# Battle track for videogame



## Broojacker (Feb 1, 2019)

Hi,
I have here atmospheric orchestral battle track for the dark fantasy game.
I will be grateful for your opinion.


----------



## Vision (Feb 1, 2019)

Great mood.. awesome track, and mix. No complaints here. Great Job


----------



## hansromano (Feb 2, 2019)

Wow! I really dig this, good job man


----------



## Shantar (Feb 3, 2019)

Sounds solid! Well executed!


----------



## Robert_G (Feb 26, 2019)

Broojacker said:


> Hi,
> I have here atmospheric orchestral battle track for the dark fantasy game.
> I will be grateful for your opinion.





Where did you get the thunder and wind from?


----------



## shomynik (Feb 26, 2019)

Love it! Great work!


----------



## constaneum (Feb 26, 2019)

what's the strings and brass used?


----------



## Broojacker (Feb 27, 2019)

Robert_G said:


> Where did you get the thunder and wind from?
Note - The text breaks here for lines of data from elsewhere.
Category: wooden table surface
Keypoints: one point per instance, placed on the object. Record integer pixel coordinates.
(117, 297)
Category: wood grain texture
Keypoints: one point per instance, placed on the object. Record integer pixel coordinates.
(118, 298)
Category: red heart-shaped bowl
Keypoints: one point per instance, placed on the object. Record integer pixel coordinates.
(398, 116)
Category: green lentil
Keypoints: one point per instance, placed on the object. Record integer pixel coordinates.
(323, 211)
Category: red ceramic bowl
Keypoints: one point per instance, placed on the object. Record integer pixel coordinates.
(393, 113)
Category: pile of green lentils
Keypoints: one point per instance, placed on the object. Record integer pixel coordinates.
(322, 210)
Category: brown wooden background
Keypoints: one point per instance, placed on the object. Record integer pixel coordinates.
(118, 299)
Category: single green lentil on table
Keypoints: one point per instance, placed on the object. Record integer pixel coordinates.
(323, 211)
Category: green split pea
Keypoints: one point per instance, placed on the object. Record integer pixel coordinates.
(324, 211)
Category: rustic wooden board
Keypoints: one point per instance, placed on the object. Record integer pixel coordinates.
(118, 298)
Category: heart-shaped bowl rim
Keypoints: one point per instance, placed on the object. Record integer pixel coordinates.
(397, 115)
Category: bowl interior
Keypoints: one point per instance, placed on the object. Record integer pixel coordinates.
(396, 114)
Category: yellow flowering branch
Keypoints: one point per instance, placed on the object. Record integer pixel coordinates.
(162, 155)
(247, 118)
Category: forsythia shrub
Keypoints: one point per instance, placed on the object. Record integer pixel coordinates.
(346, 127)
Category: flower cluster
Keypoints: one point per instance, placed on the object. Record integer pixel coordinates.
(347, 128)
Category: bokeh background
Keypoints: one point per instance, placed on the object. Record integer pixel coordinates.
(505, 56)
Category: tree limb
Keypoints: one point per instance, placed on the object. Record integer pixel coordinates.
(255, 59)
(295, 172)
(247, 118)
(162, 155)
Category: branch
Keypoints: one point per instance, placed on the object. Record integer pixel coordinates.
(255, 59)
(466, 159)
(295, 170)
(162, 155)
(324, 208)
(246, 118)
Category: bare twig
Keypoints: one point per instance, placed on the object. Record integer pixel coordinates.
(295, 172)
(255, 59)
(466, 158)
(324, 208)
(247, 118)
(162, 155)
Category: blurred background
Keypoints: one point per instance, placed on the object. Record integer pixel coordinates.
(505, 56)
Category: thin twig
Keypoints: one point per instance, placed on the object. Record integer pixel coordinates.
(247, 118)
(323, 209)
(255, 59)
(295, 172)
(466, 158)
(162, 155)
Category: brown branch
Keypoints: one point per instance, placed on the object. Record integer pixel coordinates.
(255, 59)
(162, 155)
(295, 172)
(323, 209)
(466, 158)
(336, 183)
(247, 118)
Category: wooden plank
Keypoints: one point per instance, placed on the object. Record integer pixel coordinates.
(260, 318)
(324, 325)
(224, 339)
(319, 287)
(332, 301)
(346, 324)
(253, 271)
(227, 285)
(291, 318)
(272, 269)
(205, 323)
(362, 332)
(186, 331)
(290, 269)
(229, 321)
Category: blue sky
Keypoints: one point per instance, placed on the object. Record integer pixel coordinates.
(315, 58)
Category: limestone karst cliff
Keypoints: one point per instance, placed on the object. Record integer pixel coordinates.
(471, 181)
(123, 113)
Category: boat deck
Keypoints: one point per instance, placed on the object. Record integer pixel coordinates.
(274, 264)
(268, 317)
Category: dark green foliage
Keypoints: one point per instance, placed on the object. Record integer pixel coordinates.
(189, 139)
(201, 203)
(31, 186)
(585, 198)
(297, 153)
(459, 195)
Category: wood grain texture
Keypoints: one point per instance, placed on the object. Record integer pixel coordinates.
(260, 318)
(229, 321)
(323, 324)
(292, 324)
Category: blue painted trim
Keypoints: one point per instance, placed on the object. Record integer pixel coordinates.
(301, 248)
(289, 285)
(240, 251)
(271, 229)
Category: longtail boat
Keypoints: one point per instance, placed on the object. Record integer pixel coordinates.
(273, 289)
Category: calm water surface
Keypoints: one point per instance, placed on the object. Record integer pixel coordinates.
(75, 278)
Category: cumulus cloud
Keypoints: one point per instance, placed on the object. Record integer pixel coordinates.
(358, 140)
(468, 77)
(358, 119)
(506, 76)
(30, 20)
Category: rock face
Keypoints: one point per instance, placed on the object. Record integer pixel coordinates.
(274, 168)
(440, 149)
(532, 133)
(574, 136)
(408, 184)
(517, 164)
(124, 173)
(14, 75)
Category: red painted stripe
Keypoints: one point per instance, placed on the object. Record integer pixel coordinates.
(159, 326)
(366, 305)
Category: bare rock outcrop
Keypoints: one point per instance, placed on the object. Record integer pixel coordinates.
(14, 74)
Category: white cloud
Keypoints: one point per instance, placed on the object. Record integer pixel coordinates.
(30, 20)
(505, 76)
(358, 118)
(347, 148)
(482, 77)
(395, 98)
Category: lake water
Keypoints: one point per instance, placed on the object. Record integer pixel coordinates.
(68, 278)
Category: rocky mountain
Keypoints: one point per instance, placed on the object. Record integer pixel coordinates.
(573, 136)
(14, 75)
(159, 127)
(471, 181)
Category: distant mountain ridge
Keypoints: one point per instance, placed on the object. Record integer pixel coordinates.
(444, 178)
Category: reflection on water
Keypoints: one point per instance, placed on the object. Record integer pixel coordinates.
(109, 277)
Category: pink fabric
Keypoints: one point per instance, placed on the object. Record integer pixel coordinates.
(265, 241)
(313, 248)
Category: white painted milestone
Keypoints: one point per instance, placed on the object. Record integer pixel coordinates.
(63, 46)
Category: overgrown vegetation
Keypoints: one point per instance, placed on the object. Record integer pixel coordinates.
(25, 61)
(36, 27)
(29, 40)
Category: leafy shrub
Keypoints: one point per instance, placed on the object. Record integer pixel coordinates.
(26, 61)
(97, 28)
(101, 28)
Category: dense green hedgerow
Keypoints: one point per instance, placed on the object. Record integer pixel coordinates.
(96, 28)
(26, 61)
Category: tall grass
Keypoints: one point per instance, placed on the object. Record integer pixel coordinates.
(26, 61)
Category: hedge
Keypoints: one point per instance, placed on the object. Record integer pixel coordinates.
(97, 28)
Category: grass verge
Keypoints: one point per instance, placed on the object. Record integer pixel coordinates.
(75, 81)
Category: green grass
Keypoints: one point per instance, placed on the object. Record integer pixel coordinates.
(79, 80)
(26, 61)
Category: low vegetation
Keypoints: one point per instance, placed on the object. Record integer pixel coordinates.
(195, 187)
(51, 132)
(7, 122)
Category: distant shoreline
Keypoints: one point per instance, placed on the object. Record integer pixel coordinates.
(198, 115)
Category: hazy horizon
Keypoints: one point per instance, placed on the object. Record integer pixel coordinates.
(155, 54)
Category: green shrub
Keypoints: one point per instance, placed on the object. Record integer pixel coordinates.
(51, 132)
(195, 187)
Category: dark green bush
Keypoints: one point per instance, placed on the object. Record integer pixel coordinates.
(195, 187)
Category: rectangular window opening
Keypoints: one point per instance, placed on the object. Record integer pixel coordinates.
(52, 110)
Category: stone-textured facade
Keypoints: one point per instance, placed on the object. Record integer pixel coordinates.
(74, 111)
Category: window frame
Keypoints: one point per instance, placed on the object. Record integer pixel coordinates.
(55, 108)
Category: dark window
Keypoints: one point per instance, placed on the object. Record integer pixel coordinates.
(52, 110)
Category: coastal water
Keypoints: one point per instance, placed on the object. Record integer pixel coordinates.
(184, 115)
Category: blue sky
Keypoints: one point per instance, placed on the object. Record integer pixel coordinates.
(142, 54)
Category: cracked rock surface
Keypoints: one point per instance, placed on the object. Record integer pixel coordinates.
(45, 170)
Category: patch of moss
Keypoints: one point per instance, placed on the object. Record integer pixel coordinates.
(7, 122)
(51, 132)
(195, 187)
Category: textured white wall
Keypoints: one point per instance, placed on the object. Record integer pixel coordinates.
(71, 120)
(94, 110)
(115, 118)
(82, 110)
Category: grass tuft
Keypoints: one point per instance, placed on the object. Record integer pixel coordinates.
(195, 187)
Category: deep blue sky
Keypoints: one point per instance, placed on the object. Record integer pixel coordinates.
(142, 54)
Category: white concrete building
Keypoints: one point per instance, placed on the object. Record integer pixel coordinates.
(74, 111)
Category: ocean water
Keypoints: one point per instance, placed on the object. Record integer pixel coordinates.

Boom Library - Thunder And Rain and this


Spoiler: free pack



http://www.orangefreesounds.com/halloween-creepy-sounds/





constaneum said:


> what's the strings and brass used?


Strings - CSS + 8Dio Adagietto, Brass - CineBrass PRO + Albion 3

Thanks to all!


----------



## DGravel (Aug 15, 2019)

Very very good. Atmospheric, very cinematic, always evolving. Great job!


----------



## fnicknich (Aug 15, 2019)

Great job. Love it. Congrats!


----------